Op 12 februari 2007 neemt verdachte een steekmonster van het afvalwater op het in voorschrift 3.1 vastgelegde meetpunt BODAM0203, welk meetpunt zich bevindt op het lozingpunt dat water afkomstig van fase B loost in het oppervlaktewater van de Ringvaart te Amsterdam. Het steekmonster wordt door verdachte opgestuurd naar ALcontrol Laboratories, onderdeel van ALcontrol bv te Hoogvliet, en aldaar geanalyseerd. Op
13 februari 2007 ontvangt verdachte per brief de resultaten van de analyse.
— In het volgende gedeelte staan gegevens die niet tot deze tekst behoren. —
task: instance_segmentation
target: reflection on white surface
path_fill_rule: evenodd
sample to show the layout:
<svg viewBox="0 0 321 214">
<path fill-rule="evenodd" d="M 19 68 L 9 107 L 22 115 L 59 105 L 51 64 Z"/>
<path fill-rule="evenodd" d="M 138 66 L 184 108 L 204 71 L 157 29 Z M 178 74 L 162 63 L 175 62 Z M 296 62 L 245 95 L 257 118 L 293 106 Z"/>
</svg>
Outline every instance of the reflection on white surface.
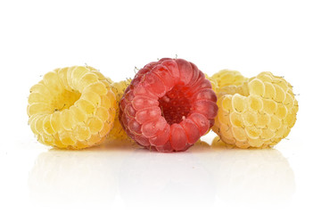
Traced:
<svg viewBox="0 0 321 214">
<path fill-rule="evenodd" d="M 213 207 L 215 178 L 193 152 L 160 153 L 137 150 L 119 171 L 119 192 L 134 207 Z"/>
<path fill-rule="evenodd" d="M 38 156 L 29 184 L 41 201 L 191 209 L 215 208 L 218 199 L 282 202 L 295 191 L 293 172 L 277 150 L 206 144 L 177 153 L 116 146 L 52 150 Z"/>
<path fill-rule="evenodd" d="M 40 153 L 29 173 L 31 197 L 54 203 L 112 202 L 117 190 L 112 154 L 97 148 Z"/>
<path fill-rule="evenodd" d="M 283 203 L 294 193 L 293 171 L 279 151 L 212 150 L 213 155 L 206 160 L 215 174 L 218 197 L 221 200 L 234 203 Z"/>
</svg>

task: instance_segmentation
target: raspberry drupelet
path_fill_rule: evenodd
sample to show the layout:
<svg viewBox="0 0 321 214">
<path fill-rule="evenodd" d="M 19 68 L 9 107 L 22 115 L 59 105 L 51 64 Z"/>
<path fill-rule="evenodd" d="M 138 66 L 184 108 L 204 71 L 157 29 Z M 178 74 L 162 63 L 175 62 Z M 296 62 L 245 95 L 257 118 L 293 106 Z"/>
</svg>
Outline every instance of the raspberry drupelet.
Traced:
<svg viewBox="0 0 321 214">
<path fill-rule="evenodd" d="M 138 144 L 185 151 L 214 124 L 217 96 L 192 62 L 163 58 L 141 69 L 119 102 L 119 120 Z"/>
</svg>

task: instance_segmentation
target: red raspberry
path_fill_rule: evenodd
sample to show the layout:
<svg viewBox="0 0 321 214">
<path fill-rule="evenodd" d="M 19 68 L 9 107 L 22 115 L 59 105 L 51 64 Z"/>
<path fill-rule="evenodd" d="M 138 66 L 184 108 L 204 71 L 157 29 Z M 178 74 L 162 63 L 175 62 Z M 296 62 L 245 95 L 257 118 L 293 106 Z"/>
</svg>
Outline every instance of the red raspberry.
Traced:
<svg viewBox="0 0 321 214">
<path fill-rule="evenodd" d="M 185 151 L 214 124 L 217 96 L 192 62 L 163 58 L 135 76 L 119 102 L 130 138 L 159 152 Z"/>
</svg>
Blijkens deze analyse bedroeg het gehalte aan BTEX 480 µg/l, bedroeg het gehalte aan Naftaleen 170 µg/l en bedroeg het gehalte aan PAK’s 430 µg/l.
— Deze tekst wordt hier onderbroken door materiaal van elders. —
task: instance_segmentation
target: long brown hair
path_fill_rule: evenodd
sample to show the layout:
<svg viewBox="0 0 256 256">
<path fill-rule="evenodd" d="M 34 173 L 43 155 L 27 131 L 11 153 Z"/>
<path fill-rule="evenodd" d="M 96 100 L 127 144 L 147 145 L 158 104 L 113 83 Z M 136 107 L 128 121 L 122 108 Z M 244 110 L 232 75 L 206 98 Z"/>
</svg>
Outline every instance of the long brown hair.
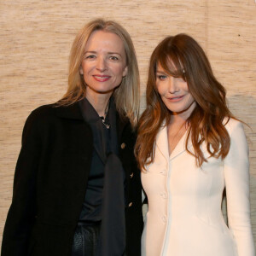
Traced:
<svg viewBox="0 0 256 256">
<path fill-rule="evenodd" d="M 172 112 L 162 102 L 156 85 L 156 67 L 160 64 L 175 77 L 182 77 L 196 102 L 187 119 L 186 150 L 195 157 L 201 166 L 207 160 L 201 149 L 203 142 L 211 157 L 224 159 L 230 150 L 230 138 L 224 119 L 234 118 L 226 104 L 224 88 L 213 75 L 210 62 L 199 44 L 190 36 L 177 34 L 161 41 L 152 53 L 147 84 L 147 108 L 138 123 L 138 137 L 135 148 L 142 169 L 154 161 L 157 132 L 170 122 Z M 188 149 L 191 138 L 195 152 Z"/>
<path fill-rule="evenodd" d="M 121 84 L 115 89 L 113 96 L 118 112 L 128 117 L 134 127 L 137 123 L 139 110 L 138 66 L 131 36 L 121 25 L 113 20 L 93 20 L 77 34 L 70 51 L 68 88 L 57 105 L 67 106 L 85 97 L 86 84 L 84 84 L 83 75 L 79 73 L 79 67 L 88 38 L 96 30 L 115 33 L 124 43 L 128 73 L 123 78 Z"/>
</svg>

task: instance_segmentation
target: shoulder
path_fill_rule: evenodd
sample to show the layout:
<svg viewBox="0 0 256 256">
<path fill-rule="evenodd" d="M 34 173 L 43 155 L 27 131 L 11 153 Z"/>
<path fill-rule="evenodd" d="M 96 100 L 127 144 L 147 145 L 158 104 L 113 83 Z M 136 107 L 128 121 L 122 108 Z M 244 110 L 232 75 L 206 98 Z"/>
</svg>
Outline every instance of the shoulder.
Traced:
<svg viewBox="0 0 256 256">
<path fill-rule="evenodd" d="M 224 118 L 223 121 L 225 128 L 227 129 L 230 136 L 235 131 L 243 131 L 243 125 L 241 121 L 232 119 L 232 118 Z"/>
</svg>

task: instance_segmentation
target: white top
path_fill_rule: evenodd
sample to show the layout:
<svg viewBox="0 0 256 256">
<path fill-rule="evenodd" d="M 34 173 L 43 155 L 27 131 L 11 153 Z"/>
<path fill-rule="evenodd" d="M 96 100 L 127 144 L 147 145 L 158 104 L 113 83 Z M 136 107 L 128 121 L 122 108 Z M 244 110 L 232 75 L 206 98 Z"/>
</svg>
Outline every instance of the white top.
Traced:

Verdachte heeft ter terechtzitting verklaard dat bij het uitvoeren van de werkzaamheden van fase B overschrijdingen van de in voorschrift 5.2 vastgelegde lozingseisen niet te voorkomen zijn. Verdachte heeft eveneens verklaard dat zij het daarom wenselijk heeft geacht dat toestemming zou worden verleend voor piekbelastingen hoger dan de waarden uit voorschrift 5.2. Daarbij dacht zij, aldus verdachte ter zitting, aan piekbelastingen van bijvoorbeeld BTEX 4800 µg/l.
Het standpunt van de officier van justitie
De officier van justitie acht – kort gezegd – bewezen dat verdachte zich opzettelijk, in de zin van voorwaardelijk opzet, heeft gedragen in strijd met de aan haar door het hoogheemraadschap Amstel, Gooi en Vecht op grond van de Wet verontreiniging oppervlaktewateren verleende vergunning, omdat het afvalwater dat werd geloosd via meetpunt BODAM0203 in het oppervlaktewater van de Ringvaart in enig steekmonster hogere gehaltes bevatte dan op grond van de vergunning toegestane waarden.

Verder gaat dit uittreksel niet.